Political uncertainty between Pakistan and India increases the volatility in trade patterns. Holdups and delays at the border can cause wastage and losses for traders as well as void contracts between the importers and the exporters. For instance, the recent measures that involve border closures between Pakistan and India as well as Pakistan and Afghanistan created hurdles for trade in the region.

According to a case study on the Attari-Wagah border by CUTS International (Consumer Unity & Trust Society), more than 54% of imports from Pakistan into India transited through this border in 2012-2013. On the other hand, more than 25% of exports from India into Pakistan transited through Wagah.

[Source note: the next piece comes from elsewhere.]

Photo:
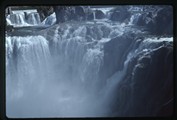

Therefore, Wagah is an important conduit for trade between Pakistan and India and is the only currently operational land link between the majority of South Asian countries and Central Asia.

Greater regional trade integration is important for multilateral organizations such as the ADB. They must alleviate the impact of political uncertainties as well as introduce programs to compensate exporters and importers for the delays due to unexpected holdups at the border. ADB has recognized the losses attributed to the delays at border crossing points due to poor infrastructure, lack of an efficient border management system and non-availability of trade logistics facilitation at border crossing points in its project rationale for the ‘Central Asia Regional Economic Cooperation Regional Improving Border Services Project.’ It is assisting Pakistan through loans worth $250 million to modernize its land border crossings. The ADB has a major role to play in facilitating trade within the SAARC region. The aforementioned project can be a milestone towards solving one of the greatest challenges, which is the normalization of the trading relationship between Pakistan and India.

The writer is an Assistant Professor of Economics & Research Fellow at CBER, Institute of Business Administration (IBA) Karachi.